Dessin de Banksy
Ce texte est une réponse à « Boycotter Israël maintenant », un article écrit par Sylvain Thévoz et publié sur www.jetdencre.ch le 8 juillet 2014. Toujours sous la plume de Sara de Maio, une deuxième partie intitulée « Pour une neutralité militante dans le conflit israélo-palestinien » et publiée le 11 juillet 2014 vient compléter cette réponse.
La situation, les tensions en crescendo
Il est 8h30, mercredi 9 juillet, je suis à Tel Aviv, les sirènes d’alarme depuis hier ondulent pour quelques instants le long des rues. J’entends par intermittence ce son lugubre. Depuis hier, quelques heures après la Haaretz Peace Conference, le gouvernement israélien et le Hamas sont à nouveau en guerre (l’ont-ils jamais cessée..?)
Il est essentiel de faire plusieurs distinctions lorsque nous parlons de la Palestine et des Palestiniens. Je vous invite à parler de deux réalités palestiniennes, à cause des deux identités politiques, idéologiques, militaires et territoriales disjointes. La première, la Bande de Gaza, habitée par les Gazaouis, gouvernée par le Hamas, et la deuxième, la Cisjordanie (ou West Bank), habitée par les Cisjordaniens (ou West Bankers), gouvernée par le Fatah. Fatah et Hamas, malgré leurs profondes divergences, ont conscience de la nécessité d’une seule identité palestinienne incarnée par un État, qui reste virtuel mais récemment reconnu par la communauté internationale, à l’exception d’Israël et des États-Unis notamment.

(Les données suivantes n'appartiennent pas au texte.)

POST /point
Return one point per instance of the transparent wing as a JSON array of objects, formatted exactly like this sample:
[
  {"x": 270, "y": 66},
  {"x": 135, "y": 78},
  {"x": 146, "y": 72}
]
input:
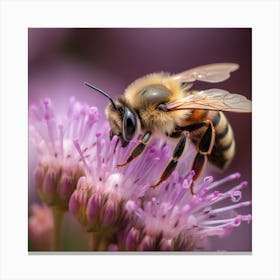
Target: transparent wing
[
  {"x": 213, "y": 99},
  {"x": 211, "y": 73}
]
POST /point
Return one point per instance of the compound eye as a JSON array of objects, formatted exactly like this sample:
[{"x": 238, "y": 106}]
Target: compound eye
[{"x": 129, "y": 124}]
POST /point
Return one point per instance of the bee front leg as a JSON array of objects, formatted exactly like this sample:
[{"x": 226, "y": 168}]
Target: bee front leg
[
  {"x": 178, "y": 151},
  {"x": 203, "y": 134},
  {"x": 138, "y": 149}
]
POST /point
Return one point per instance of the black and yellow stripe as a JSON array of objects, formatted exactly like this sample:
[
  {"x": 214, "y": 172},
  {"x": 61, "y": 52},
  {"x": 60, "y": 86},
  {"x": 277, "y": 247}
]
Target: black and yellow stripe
[{"x": 224, "y": 147}]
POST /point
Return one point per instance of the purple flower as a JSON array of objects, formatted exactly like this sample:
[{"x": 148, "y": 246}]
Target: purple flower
[
  {"x": 59, "y": 166},
  {"x": 77, "y": 170},
  {"x": 40, "y": 227},
  {"x": 173, "y": 219}
]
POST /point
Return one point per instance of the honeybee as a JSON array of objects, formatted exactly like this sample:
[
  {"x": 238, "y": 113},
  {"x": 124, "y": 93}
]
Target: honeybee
[{"x": 166, "y": 104}]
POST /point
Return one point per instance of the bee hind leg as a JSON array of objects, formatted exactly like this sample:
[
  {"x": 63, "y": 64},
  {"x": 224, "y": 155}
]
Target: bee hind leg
[
  {"x": 204, "y": 145},
  {"x": 178, "y": 151},
  {"x": 138, "y": 149}
]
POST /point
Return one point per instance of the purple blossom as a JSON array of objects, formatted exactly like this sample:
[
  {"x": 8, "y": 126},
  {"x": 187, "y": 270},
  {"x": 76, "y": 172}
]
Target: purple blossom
[
  {"x": 59, "y": 165},
  {"x": 77, "y": 165}
]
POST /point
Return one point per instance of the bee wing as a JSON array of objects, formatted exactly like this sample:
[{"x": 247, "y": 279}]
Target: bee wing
[
  {"x": 212, "y": 99},
  {"x": 211, "y": 73}
]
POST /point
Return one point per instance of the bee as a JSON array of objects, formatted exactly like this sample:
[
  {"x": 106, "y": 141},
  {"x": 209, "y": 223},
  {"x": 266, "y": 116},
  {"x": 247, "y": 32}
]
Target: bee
[{"x": 166, "y": 104}]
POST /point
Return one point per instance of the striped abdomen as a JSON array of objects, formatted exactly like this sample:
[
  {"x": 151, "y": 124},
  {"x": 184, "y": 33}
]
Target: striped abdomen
[{"x": 224, "y": 147}]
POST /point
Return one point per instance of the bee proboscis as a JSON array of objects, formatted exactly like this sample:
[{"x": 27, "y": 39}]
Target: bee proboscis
[{"x": 166, "y": 104}]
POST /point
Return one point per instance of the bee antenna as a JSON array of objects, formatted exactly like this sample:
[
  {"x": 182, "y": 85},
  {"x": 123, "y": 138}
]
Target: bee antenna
[{"x": 102, "y": 92}]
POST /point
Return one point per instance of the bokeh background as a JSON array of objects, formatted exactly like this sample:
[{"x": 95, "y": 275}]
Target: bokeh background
[{"x": 61, "y": 59}]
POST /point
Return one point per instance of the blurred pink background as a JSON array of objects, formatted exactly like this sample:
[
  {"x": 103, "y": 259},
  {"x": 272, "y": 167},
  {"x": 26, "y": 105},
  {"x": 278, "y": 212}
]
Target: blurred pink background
[{"x": 60, "y": 60}]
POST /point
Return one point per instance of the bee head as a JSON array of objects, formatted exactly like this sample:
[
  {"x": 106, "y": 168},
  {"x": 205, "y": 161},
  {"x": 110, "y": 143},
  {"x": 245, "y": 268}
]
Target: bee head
[{"x": 122, "y": 119}]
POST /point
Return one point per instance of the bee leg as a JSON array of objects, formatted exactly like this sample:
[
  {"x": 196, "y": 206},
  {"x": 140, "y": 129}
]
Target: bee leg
[
  {"x": 138, "y": 149},
  {"x": 204, "y": 144},
  {"x": 173, "y": 163}
]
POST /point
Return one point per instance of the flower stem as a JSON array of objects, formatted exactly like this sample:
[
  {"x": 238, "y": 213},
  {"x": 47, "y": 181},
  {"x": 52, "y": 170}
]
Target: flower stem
[{"x": 57, "y": 222}]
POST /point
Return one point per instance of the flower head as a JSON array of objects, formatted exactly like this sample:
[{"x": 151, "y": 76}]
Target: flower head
[
  {"x": 77, "y": 170},
  {"x": 174, "y": 219},
  {"x": 40, "y": 225},
  {"x": 59, "y": 166}
]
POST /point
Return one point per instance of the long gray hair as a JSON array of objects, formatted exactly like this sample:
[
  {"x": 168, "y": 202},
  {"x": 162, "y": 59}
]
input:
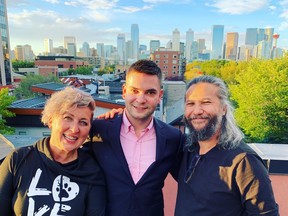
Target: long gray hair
[{"x": 230, "y": 135}]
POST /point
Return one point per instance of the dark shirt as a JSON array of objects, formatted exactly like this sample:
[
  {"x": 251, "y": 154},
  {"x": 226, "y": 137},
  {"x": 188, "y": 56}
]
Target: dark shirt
[
  {"x": 32, "y": 182},
  {"x": 226, "y": 182}
]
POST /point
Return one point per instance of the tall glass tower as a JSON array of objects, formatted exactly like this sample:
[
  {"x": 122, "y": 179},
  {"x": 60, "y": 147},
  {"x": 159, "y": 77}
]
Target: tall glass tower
[
  {"x": 217, "y": 42},
  {"x": 5, "y": 63},
  {"x": 135, "y": 40},
  {"x": 189, "y": 41},
  {"x": 121, "y": 42},
  {"x": 251, "y": 36}
]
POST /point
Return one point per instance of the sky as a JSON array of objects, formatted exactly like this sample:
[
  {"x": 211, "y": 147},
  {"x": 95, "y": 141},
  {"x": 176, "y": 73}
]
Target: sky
[{"x": 100, "y": 21}]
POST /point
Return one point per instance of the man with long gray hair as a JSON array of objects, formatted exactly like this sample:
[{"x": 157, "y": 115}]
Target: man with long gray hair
[{"x": 219, "y": 174}]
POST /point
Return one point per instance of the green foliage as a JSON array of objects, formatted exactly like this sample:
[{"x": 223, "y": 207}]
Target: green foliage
[
  {"x": 80, "y": 70},
  {"x": 24, "y": 89},
  {"x": 261, "y": 94},
  {"x": 106, "y": 70},
  {"x": 16, "y": 64},
  {"x": 5, "y": 102}
]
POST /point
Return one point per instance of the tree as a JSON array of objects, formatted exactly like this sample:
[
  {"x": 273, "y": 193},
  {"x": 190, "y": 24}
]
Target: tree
[
  {"x": 16, "y": 64},
  {"x": 261, "y": 95},
  {"x": 24, "y": 89},
  {"x": 5, "y": 101}
]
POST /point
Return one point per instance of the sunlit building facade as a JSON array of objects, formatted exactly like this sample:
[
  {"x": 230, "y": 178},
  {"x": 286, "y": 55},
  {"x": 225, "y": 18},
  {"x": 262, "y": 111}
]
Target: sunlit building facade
[
  {"x": 217, "y": 42},
  {"x": 5, "y": 61}
]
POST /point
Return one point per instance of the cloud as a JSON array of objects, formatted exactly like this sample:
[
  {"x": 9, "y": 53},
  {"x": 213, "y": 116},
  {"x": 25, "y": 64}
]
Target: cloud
[
  {"x": 239, "y": 6},
  {"x": 16, "y": 3},
  {"x": 284, "y": 14},
  {"x": 132, "y": 9},
  {"x": 93, "y": 4},
  {"x": 283, "y": 2},
  {"x": 166, "y": 1},
  {"x": 53, "y": 1}
]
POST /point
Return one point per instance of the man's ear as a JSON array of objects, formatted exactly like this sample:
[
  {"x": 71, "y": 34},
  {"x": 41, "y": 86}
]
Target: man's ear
[
  {"x": 50, "y": 123},
  {"x": 224, "y": 110},
  {"x": 161, "y": 94},
  {"x": 124, "y": 89}
]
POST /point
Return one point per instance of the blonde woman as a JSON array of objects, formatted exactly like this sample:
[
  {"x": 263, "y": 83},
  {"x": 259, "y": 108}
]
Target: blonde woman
[{"x": 55, "y": 176}]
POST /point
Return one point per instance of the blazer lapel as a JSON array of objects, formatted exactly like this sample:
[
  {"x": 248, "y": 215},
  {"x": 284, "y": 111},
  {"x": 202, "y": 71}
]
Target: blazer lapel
[
  {"x": 160, "y": 139},
  {"x": 113, "y": 134}
]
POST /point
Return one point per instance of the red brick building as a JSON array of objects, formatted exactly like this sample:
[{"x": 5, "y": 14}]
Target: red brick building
[{"x": 60, "y": 61}]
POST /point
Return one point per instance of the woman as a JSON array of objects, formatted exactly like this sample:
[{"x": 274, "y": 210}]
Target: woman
[{"x": 55, "y": 176}]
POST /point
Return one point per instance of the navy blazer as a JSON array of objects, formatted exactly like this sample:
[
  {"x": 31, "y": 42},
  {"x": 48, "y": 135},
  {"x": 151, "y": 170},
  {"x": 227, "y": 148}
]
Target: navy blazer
[{"x": 125, "y": 198}]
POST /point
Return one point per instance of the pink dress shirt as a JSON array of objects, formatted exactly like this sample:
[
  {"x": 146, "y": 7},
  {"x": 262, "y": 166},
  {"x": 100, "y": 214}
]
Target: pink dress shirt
[{"x": 140, "y": 152}]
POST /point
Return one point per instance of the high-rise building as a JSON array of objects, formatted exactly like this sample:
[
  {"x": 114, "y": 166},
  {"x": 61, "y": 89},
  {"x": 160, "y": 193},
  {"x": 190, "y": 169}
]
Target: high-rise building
[
  {"x": 232, "y": 45},
  {"x": 189, "y": 41},
  {"x": 48, "y": 46},
  {"x": 69, "y": 39},
  {"x": 251, "y": 36},
  {"x": 176, "y": 40},
  {"x": 129, "y": 50},
  {"x": 100, "y": 50},
  {"x": 269, "y": 36},
  {"x": 86, "y": 49},
  {"x": 201, "y": 45},
  {"x": 121, "y": 45},
  {"x": 5, "y": 61},
  {"x": 217, "y": 42},
  {"x": 71, "y": 49},
  {"x": 194, "y": 50},
  {"x": 135, "y": 40},
  {"x": 154, "y": 45}
]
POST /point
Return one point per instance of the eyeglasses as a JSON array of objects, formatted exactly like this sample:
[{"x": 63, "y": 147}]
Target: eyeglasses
[{"x": 192, "y": 166}]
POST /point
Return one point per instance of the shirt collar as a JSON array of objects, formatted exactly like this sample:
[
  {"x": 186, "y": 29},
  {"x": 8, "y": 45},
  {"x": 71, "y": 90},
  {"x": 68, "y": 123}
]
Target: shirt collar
[{"x": 127, "y": 125}]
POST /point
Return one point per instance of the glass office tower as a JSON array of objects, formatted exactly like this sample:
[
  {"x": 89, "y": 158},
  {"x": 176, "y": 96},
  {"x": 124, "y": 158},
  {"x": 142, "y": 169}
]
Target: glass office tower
[{"x": 5, "y": 63}]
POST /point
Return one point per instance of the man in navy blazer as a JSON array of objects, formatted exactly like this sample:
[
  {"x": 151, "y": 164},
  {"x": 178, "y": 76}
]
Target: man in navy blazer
[{"x": 135, "y": 181}]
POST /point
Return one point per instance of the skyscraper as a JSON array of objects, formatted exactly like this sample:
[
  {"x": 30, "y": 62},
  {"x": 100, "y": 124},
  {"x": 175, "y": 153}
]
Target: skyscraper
[
  {"x": 217, "y": 41},
  {"x": 154, "y": 45},
  {"x": 86, "y": 49},
  {"x": 176, "y": 40},
  {"x": 121, "y": 44},
  {"x": 69, "y": 39},
  {"x": 189, "y": 41},
  {"x": 251, "y": 36},
  {"x": 5, "y": 63},
  {"x": 135, "y": 40},
  {"x": 232, "y": 45}
]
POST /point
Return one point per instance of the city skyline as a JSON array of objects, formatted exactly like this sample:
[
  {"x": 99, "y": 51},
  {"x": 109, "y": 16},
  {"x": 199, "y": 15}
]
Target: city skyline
[{"x": 94, "y": 21}]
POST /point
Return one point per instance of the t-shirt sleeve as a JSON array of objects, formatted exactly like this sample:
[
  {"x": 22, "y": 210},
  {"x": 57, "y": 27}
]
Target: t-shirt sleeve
[
  {"x": 6, "y": 185},
  {"x": 255, "y": 187}
]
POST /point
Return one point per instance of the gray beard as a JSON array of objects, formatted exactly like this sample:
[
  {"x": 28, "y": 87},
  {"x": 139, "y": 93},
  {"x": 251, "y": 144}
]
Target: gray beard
[{"x": 205, "y": 133}]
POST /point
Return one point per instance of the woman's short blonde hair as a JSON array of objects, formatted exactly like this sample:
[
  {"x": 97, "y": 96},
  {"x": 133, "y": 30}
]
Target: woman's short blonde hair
[{"x": 65, "y": 99}]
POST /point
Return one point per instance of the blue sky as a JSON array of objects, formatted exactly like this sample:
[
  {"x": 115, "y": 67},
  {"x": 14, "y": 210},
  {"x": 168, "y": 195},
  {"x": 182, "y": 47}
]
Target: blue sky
[{"x": 100, "y": 21}]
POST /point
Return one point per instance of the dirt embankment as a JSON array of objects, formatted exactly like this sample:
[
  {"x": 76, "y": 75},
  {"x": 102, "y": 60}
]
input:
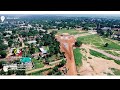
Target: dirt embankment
[{"x": 94, "y": 65}]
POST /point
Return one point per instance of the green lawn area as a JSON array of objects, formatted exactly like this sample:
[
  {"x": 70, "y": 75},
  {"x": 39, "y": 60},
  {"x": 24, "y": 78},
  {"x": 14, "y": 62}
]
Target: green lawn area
[
  {"x": 37, "y": 63},
  {"x": 77, "y": 56},
  {"x": 99, "y": 42},
  {"x": 71, "y": 31},
  {"x": 116, "y": 71},
  {"x": 97, "y": 54}
]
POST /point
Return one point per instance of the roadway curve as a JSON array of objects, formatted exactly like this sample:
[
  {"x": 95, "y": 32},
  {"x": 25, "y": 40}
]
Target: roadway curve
[{"x": 103, "y": 52}]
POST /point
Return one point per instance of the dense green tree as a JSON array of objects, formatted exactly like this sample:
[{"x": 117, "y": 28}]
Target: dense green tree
[
  {"x": 10, "y": 42},
  {"x": 32, "y": 50},
  {"x": 2, "y": 63},
  {"x": 20, "y": 72},
  {"x": 78, "y": 43},
  {"x": 3, "y": 54}
]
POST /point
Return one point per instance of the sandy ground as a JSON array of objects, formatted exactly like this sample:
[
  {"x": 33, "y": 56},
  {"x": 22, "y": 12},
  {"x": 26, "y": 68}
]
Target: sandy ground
[
  {"x": 66, "y": 45},
  {"x": 95, "y": 66}
]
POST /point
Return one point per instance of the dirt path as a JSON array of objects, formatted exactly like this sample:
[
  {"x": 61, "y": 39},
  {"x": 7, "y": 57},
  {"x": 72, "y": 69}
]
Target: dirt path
[
  {"x": 96, "y": 65},
  {"x": 103, "y": 52},
  {"x": 66, "y": 45},
  {"x": 38, "y": 69}
]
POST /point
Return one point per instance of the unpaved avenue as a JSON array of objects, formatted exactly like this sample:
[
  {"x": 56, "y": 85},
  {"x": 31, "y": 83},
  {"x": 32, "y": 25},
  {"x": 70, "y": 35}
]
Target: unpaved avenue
[{"x": 103, "y": 52}]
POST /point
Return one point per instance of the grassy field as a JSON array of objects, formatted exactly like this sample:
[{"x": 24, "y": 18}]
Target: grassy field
[
  {"x": 71, "y": 31},
  {"x": 77, "y": 56},
  {"x": 37, "y": 63},
  {"x": 99, "y": 42},
  {"x": 97, "y": 54}
]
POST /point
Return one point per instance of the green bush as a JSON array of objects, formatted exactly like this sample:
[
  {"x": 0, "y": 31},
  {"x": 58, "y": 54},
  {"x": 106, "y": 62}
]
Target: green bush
[
  {"x": 3, "y": 54},
  {"x": 77, "y": 56}
]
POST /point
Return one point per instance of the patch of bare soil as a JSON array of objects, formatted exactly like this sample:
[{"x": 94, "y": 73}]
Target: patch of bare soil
[{"x": 96, "y": 66}]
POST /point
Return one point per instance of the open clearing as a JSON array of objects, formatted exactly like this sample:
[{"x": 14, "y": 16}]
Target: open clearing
[
  {"x": 98, "y": 42},
  {"x": 71, "y": 31},
  {"x": 96, "y": 65}
]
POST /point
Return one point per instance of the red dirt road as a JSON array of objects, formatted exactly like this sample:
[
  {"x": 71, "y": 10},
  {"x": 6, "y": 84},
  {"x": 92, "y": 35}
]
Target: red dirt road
[{"x": 66, "y": 45}]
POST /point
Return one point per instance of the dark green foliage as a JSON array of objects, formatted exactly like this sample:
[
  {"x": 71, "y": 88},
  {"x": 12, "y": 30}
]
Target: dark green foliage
[{"x": 3, "y": 54}]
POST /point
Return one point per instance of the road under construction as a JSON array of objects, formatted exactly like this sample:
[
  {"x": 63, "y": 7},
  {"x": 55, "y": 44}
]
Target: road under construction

Même si plusieurs roquettes ont été envoyées sur Tel Aviv cette nuit, le « Iron Dome » a bien fait son travail d’interception des missiles, la vie urbaine continue comme si de rien n’était si ce n’est la présence d’une certaine électricité dans l’air (ou peut-être est-ce dans ma tête). Plutôt confiants de la technologie militaire qui protège cette bulle ultra-occidentale, les jeunes continuent d’aller sur la plage, les voitures à rouler, les bars à accueillir les clients et les ouvriers à travailler sur les chantiers. Les autres villes d’Israël, plus proches de Gaza, comme Ashkelon, ne connaissent pas la même ambiance décontractée. Cinq soldats du Hamas ont attaqué le Kibbutz Zikim, près de cette ville. En quelques minutes, les drones se sont chargés de les faire exploser avec une précision chirurgicale. Dans la West Bank, des clashes « de routine », mais le Fatah n’est pas partie prenante dans ces échanges de roquettes.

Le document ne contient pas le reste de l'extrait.